Neil Lucente ’97 works on the sixth floor of a 10-story building, and it’s unlikely he’ll choose to travel any more vertically than that for a job. His sole reminder of his time in a high-rise is the bathroom key from the 81st floor of the World Trade Center’s North Tower that he keeps on his keychain.
Lucente and fellow Clarkie Peter Doran ’98 were working for a telecom company on the 81st floor on Sept. 11, 2001, when they entered the elevator with several co-workers. Then the first plane hit.
“It was the loudest sound I’ve ever heard,” Lucente recalls. “The building was shaking so violently, it felt like a giant shaking a tin can with us inside it.” The doors to the elevator hadn’t yet closed, and Lucente could see that the doors had been blown off the bank of elevators across the hallway and fire was raining through the shaft. The ceiling was collapsing, and the floor had split open.
The group fled down the stairwell, remembering the disaster drill instructions that had been developed following the 1993 bombing attempt at the World Trade Center. They stopped at a rendezvous point on the 78th floor, then continued to descend to the 40th floor. There, Lucente walked over to an office window to survey the scene outside.
“It was actually a serene sort of sight,” he remembers. “The sky was a gorgeous blue, papers were floating down, and falling glass was tinkling down the side of the building making a sound like wind chimes. I had this moment of almost peace.” His brief respite was ended when the second plane rammed into the South Tower, sending a fireball through that blue sky.

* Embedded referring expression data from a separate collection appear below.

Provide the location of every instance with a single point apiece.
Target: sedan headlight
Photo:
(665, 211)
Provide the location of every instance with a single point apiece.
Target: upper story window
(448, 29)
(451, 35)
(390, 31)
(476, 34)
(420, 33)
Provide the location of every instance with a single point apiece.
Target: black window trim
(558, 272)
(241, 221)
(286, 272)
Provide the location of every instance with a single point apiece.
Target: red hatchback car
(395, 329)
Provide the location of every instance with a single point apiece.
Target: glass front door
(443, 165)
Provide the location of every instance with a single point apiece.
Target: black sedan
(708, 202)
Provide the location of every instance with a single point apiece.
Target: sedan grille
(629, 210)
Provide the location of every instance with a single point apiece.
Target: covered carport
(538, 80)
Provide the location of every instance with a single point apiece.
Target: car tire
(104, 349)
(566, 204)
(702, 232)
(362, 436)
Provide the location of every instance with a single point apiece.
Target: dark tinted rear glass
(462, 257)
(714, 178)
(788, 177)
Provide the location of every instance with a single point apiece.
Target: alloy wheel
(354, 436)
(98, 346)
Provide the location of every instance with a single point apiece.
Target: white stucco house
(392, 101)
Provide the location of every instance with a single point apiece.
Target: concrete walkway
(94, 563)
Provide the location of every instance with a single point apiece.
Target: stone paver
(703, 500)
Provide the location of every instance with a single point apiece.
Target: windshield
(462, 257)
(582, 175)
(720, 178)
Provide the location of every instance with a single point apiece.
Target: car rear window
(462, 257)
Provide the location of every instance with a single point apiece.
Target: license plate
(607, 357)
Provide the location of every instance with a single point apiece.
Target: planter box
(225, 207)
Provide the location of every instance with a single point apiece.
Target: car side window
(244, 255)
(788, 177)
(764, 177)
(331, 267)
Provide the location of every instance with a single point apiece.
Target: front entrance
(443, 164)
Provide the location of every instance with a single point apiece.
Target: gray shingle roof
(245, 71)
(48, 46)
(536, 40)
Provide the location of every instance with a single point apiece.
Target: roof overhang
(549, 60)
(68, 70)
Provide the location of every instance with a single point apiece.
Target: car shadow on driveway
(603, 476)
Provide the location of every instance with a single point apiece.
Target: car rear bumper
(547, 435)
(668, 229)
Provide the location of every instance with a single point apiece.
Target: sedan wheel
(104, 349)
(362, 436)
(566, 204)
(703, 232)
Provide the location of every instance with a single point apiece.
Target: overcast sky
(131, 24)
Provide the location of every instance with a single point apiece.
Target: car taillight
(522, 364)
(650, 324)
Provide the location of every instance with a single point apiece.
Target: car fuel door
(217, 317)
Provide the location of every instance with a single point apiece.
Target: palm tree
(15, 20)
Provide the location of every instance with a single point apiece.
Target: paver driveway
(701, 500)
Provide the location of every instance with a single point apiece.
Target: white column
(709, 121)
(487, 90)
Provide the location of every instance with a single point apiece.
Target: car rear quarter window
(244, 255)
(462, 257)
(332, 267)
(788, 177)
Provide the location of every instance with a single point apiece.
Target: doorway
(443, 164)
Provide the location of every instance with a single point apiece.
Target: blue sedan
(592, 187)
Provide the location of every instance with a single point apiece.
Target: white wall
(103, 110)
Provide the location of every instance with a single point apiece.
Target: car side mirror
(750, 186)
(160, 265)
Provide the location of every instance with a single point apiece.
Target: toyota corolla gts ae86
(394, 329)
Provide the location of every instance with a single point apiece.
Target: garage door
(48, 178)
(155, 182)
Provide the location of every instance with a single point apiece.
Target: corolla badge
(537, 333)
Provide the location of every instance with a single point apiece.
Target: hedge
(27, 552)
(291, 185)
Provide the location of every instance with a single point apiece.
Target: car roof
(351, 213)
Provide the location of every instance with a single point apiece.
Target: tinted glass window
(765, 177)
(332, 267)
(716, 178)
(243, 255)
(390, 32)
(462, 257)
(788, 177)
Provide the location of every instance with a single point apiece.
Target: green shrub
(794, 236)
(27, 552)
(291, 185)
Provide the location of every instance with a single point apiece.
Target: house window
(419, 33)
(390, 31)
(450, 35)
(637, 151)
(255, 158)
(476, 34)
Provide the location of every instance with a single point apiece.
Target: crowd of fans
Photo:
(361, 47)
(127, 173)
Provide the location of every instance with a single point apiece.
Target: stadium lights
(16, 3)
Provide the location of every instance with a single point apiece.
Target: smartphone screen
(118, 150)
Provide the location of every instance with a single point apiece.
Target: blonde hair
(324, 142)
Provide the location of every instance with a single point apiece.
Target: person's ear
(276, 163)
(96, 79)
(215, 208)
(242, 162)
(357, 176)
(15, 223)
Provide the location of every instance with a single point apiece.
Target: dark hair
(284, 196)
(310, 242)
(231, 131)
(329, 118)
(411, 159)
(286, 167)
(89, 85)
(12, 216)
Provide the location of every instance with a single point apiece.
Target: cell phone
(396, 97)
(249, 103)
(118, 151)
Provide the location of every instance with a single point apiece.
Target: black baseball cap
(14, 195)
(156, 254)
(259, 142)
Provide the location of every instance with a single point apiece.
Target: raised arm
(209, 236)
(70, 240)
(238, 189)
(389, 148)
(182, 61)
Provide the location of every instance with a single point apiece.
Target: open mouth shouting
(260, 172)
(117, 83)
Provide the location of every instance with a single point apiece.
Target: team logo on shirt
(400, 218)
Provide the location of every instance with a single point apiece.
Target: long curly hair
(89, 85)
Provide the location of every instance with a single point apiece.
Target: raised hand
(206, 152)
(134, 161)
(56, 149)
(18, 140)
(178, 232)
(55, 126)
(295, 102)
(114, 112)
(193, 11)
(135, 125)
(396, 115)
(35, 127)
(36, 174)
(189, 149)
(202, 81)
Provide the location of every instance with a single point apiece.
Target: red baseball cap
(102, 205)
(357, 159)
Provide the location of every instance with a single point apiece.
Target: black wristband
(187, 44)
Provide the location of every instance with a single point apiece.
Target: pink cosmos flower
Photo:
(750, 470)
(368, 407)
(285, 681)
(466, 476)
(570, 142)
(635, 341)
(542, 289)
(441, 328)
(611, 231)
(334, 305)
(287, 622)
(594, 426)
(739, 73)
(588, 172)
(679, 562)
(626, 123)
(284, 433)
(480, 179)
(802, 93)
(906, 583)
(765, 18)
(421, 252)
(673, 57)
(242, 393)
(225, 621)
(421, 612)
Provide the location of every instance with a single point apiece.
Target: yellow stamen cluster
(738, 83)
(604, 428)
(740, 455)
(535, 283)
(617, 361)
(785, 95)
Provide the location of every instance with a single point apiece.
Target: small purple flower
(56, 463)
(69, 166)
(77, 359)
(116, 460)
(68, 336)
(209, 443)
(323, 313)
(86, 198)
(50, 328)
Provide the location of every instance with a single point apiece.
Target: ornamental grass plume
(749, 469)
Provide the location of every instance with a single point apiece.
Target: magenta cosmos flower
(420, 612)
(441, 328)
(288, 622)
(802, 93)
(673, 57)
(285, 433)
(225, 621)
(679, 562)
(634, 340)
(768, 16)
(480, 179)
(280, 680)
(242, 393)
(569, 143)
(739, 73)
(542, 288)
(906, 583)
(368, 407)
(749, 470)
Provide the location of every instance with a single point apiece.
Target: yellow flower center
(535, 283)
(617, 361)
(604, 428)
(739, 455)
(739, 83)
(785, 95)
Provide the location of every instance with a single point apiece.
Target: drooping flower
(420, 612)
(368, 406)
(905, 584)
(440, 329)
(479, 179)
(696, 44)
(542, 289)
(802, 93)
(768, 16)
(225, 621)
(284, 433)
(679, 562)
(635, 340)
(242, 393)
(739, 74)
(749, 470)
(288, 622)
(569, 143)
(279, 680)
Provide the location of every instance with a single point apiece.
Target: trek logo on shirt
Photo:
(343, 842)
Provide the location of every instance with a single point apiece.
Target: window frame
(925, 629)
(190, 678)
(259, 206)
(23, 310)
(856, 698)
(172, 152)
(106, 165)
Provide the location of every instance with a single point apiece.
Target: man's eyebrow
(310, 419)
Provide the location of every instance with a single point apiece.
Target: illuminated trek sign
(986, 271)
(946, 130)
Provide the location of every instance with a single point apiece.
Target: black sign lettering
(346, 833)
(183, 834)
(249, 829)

Lucente joined the crowd as it hurried down the stairs. The procession was orderly, he says, and the stairwell eerily quiet. “The terror was silent, but you could see in people’s faces that they thought they were going to die at any second.” Periodically, he encountered the wounded, some of them burned so badly that their race or gender were indefinable.
He finally reached the ground floor, relief enveloping him. But when he emerged onto the plaza, the scene was chaotic — piles of burning debris, smoke everywhere, and the prone bodies of those who had leapt to escape the flames. “It was post-apocalyptic,” he says. “Beyond unbelievable.”
After being led by police to an underground mall, and then back out, Lucente had about 15 seconds before the South Tower collapsed. As a police officer shouted, “Run! Run!” Lucente instinctively looked up, and was shocked to observe both buildings on fire. He’d thought the fireball he’d seen on the 40th floor had been a residual blast from the North Tower (he would only learn the details of the attack later after reaching his home and turning on the TV). When the officer yelled, “Run!” Lucente “picked a direction and ran,” putting as much distance as he could between himself and the falling tower.
Both Lucente and Doran later recounted their ordeal in a History Channel documentary. When he watches it, Lucente pauses on the scene of billowing smoke whipping around a corner and engulfing everyone escaping down that street. He was among them.
Lucente acknowledges that he lived with PTSD for several years after the attack (“I think we all had PTSD” he says of the survivors). He stayed away from any profession that would situate him in a high-rise and instead worked in restaurants and bars for a time. Today, he’s the director of talent acquisition at Renaissance Learning.
Major 9/11 anniversaries, like this year’s, evoke powerful and difficult memories, Lucente says. But it’s okay, because he doesn’t want to forget. That’s why he keeps the key to a door on the 81st floor of a building that no longer exists.